The virtual IP address of a VPN 3000 cluster does not respond to a ping echo-request. This can lead to lots of frustration and confusion during troubleshooting if this is not known.

The load is calculated as a percentage of current active sessions divided by the configured maximum-allowed connections.

IPSec External Load Balancer

IPSec can be load-balanced in two ways: An external load-balancing device or a load-balancing algorithm can be built into the IPSec device itself. The former typically is more useful with a mix of IPSec clients because the latter solution requires proprietary extensions to the IPSec protocol. The latter is more cost effective because you are not required to purchase or manage extra devices. In either instance, it is assumed that all the VPN gateways are configured identically to authenticate and authorize all remote clients that might be directed to connect to the VPN gateway.

When using an external load-balancing device, the primary benefit is interoperability (as previously noted) and high availability. Figure 11-6 depicts the basic topology of a load-balancing device balancing connections to a group of IPSec gateways.

Figure 11-6. External IPSec Load Balancer

When an IPSec peer needs to establish a VPN tunnel through an IPSec load-balancing device, an Encapulating Security Payload (ESP) flow must "follow" its corresponding Internet Key Exchange (IKE) flow; otherwise, the IPSec tunnel will not work. Because of this requirement, the IPSec load-balancing device must match ESP flows to IKE flows. This means that if an IKE flow from client A goes to IPSec gateway B, the corresponding ESP packets from client A must go to IPsec gateway B. ESP flows can alternatively be encapsulated over UDP to transverse Network Address Translation (NAT) and Port Address Translation (PAT) devices. The IPSec load balancer must support this User Datagram Protocol (UDP) wrapping because this NAT transparency feature is default in many IPSec client configurations. In regards to scalability, since IPSec is a stateless protocol, the load-balancing device has no idea how to determine load on the VPN gateway device. The load-balancing device cannot look at the content of the IPSec session and derive load information from the content stream. So, the load balancing device can only use the least-connections algorithm to determine which VPN gateway is least loaded. With regard to high availability, most load balancers do not have the capability to conduct a full IPSec negotiation to determine whether the network behind the VPN gateway is available; therefore, most load-balancing devices determine the availability of the individual VPN gateways via a basic health check, such as with a ping to the device or an initial IKE connection to UDP port 500.

SSL External Load Balancing

SSL VPNs have scaling and high availability challenges that are similar to those of IPSec VPNs. Because SSL VPNs emphasize the idea of a "clientless" VPN, the client does not contain intelligent code to handle load-balancing items such as the IPSec redirection of the VPN 3000. For this reason, most SSL VPN load balancing is done with the use of external load-balancing devices.

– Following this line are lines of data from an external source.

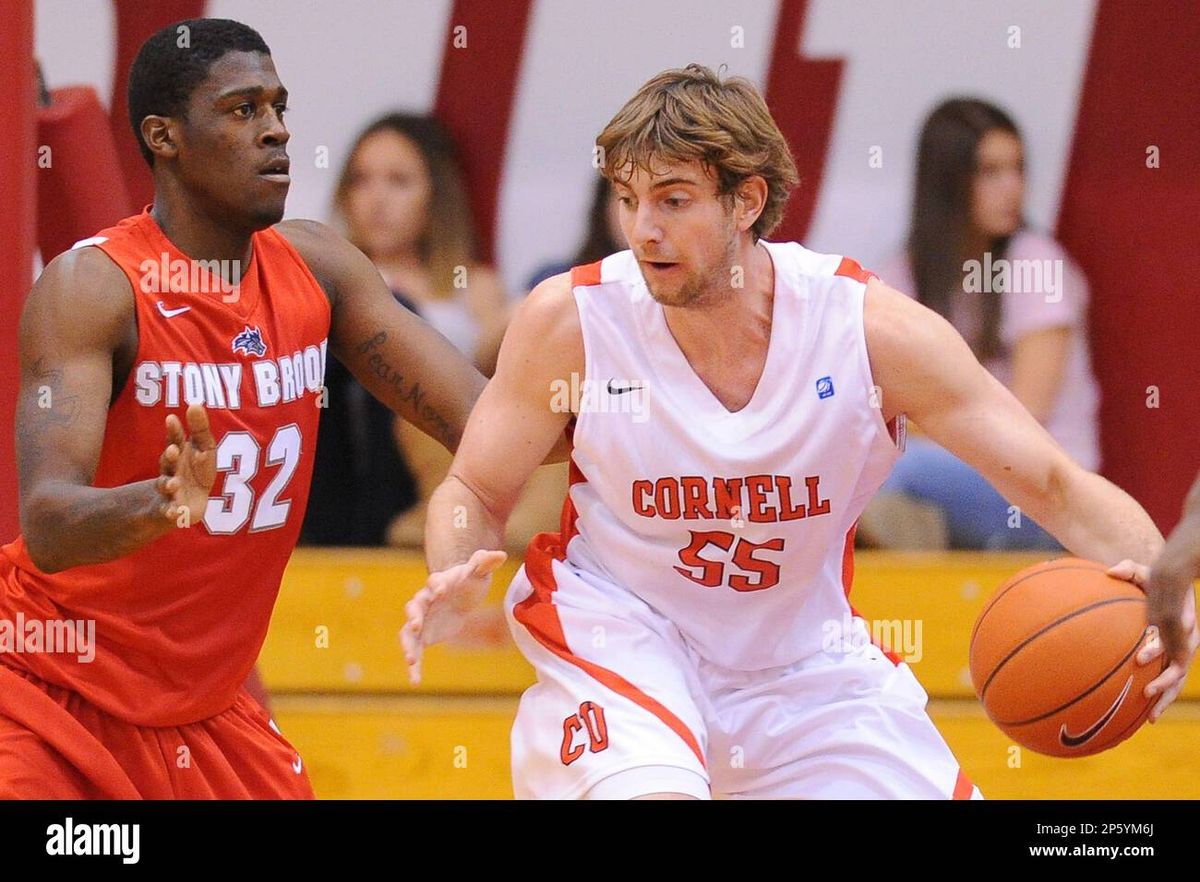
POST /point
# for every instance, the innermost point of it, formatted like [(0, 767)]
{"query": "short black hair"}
[(177, 59)]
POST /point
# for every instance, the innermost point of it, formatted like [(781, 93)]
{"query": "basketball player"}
[(157, 564), (1170, 593), (738, 402)]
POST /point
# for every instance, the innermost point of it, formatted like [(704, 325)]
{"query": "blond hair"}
[(689, 113)]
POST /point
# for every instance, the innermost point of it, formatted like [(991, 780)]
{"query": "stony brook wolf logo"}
[(250, 341)]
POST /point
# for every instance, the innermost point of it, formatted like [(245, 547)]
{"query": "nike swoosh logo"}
[(1069, 741), (613, 390), (168, 313)]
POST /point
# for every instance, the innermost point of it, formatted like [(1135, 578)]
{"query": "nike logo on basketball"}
[(168, 313), (618, 390), (1069, 741)]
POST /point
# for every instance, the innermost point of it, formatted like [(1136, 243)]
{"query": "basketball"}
[(1054, 658)]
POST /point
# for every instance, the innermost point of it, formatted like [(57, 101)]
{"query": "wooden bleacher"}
[(334, 665)]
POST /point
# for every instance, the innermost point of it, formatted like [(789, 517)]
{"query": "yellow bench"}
[(340, 691), (336, 623)]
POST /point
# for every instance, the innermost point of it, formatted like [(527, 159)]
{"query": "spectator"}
[(1029, 329), (402, 201), (604, 235)]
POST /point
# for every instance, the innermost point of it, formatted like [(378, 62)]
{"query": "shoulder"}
[(310, 237), (81, 282), (900, 331), (329, 256)]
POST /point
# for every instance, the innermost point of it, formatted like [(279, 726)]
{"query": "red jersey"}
[(179, 623)]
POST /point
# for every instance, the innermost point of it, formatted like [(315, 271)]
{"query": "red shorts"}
[(57, 745)]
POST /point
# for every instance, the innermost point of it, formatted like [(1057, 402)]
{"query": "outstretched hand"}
[(187, 468), (1168, 613), (439, 610)]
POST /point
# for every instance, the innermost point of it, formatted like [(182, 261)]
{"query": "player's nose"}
[(646, 228)]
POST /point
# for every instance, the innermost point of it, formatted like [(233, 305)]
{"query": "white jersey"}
[(737, 527)]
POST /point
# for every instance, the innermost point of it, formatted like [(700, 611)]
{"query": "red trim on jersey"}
[(539, 615), (963, 787), (852, 269), (847, 577), (587, 274)]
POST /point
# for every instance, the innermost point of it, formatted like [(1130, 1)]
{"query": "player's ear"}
[(750, 198), (160, 136)]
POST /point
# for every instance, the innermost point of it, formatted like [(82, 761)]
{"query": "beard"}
[(702, 287)]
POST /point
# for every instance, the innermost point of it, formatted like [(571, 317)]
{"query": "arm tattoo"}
[(411, 395), (45, 406)]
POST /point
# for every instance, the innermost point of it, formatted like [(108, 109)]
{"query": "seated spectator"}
[(402, 201), (1021, 305)]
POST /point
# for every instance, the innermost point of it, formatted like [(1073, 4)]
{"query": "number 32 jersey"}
[(738, 527), (179, 623)]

Load-balancing devices have been used in heavy SSL environments such as e-commerce for many years, so there is a well-developed solution set around providing scalable and available SSL solutions. Figure 11-7 depicts the basic topology of a load-balancing device balancing connections to a group of SSL gateways.

Figure 11-7. External SSL Load Balancer

SSL typically is load balanced with a least-connections load-balancing algorithm with a stickiness based on source IP address. High availability depends on the SSL health checks that are available on the load-balancing device. These health checks can vary from a simple health check like a ping to a more advanced health check like opening a connection to the SSL VPN device on the SSL VPN port (typically 443), starting the SSL handshake, and then disconnecting.